Maine Sen. Angus King, an independent who caucuses with Democrats and a member of the Senate intelligence panel, said he has concerns that Ratciffe has limited experience in the intelligence community yet extensive experience in politics. “A dangerous combination,” he said.
“Now more than ever it is vital that the DNI respect the critical firewall that must exist between intelligence and political calculations — especially if the truth isn’t what the boss wants to hear,” King said.
Before being elected to Congress in 2014, Ratcliffe was mayor of Heath, Texas, and a U.S. attorney in the Eastern District of Texas. When he was first nominated, senators questioned whether he had enough intelligence experience and whether he was picked because of his willingness to defend Trump.
But given a second chance, Ratcliffe worked to separate himself from the president at his confirmation hearing, including by saying he believed Russia interfered in the 2016 presidential election, a conclusion Trump has resisted. He said he would communicate to Trump the intelligence community’s findings even if he knew Trump disagreed with them and might fire him.
Still, the position carries unique challenges, given the president’s seeming inclinations to politicize intelligence and bend intelligence agencies to his will. Trump has openly rejected intelligence community assessments at odds with his own viewpoint, including on Russian election interference.
Trump has also shown himself as eager to have intelligence agencies investigate matters that he hopes will support his political positions, with agencies seeking to determine whether the coronavirus was the result of an accident in a Chinese laboratory or if it began through contact with infected animals.
In addition, the DNI in recent weeks has been declassifying information from the Russia investigation that Trump allies hope will cast senior Obama administration officials — including former vice president and 2020 Trump opponent Joe Biden — in a negative light.
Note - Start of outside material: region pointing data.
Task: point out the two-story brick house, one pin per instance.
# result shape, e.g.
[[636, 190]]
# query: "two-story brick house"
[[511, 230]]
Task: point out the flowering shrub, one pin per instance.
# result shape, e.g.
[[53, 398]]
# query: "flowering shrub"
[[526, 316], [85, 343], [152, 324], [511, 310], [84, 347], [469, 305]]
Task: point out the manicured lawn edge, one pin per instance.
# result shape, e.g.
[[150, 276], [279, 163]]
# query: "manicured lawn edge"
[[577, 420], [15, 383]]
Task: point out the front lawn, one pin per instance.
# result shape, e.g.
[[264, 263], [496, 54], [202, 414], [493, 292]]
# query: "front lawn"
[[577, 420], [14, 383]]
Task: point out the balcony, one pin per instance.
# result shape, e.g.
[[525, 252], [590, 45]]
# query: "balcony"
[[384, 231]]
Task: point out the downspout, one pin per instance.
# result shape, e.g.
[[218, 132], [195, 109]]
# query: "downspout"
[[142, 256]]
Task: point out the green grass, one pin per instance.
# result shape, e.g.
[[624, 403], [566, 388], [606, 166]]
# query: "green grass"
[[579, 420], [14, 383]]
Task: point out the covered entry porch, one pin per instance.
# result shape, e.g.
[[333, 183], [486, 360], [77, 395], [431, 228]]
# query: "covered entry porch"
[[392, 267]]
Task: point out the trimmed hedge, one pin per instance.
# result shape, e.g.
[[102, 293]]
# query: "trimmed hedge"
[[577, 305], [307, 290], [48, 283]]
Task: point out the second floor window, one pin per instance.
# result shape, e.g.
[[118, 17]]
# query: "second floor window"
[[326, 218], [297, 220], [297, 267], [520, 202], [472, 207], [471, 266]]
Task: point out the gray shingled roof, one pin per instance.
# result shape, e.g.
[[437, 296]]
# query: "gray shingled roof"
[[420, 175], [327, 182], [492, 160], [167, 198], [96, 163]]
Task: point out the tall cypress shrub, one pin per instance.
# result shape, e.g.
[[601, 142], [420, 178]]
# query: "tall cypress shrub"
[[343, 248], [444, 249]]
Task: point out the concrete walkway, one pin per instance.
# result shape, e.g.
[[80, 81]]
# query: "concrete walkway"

Last week, for instance, Senate Republicans released a declassified list of former Obama administration and intelligence officials who requested the identity of an American from intelligence reports. The American turned out to be former Trump administration national security adviser Michael Flynn.
On Tuesday, Republicans released a January 2017 email that Susan Rice, President Barack Obama’s national security adviser, wrote to herself. The message memorialized a sensitive conversation about Flynn and his Russian contacts that she had participated in earlier that month with Obama and then-FBI Director James Comey. Grenell declassified the full memo after Republicans requested it.
There also have been pushes from some Democrats, and even Flynn’s own lawyer, to release transcripts of phone calls during the presidential transition period between Flynn and then-Russian Ambassador Sergey Kislyak. Flynn pleaded guilty to lying to the FBI about those communications, though the Justice Department has since moved to dismiss the case.
“No lawyer for Flynn has ever seen it or heard the recording," Flynn's lawyer, Sidney Powell, said in an email to The Associated Press. “I would want both.”
Lisa Ruth, a former CIA officer, said in a telephone interview Thursday that the administration's expectations have made it a challenging time for an intelligence community that is supposed to be apolitical.
“The administration has signaled that they see the intelligence community, as well as other agencies, as support for the administration,” Ruth said in a telephone interview. “It puts things in a very different paradigm than what the intelligence community was meant to be and was supposed to be.”
Associated Press writer Deb Riechmann contributed to this report.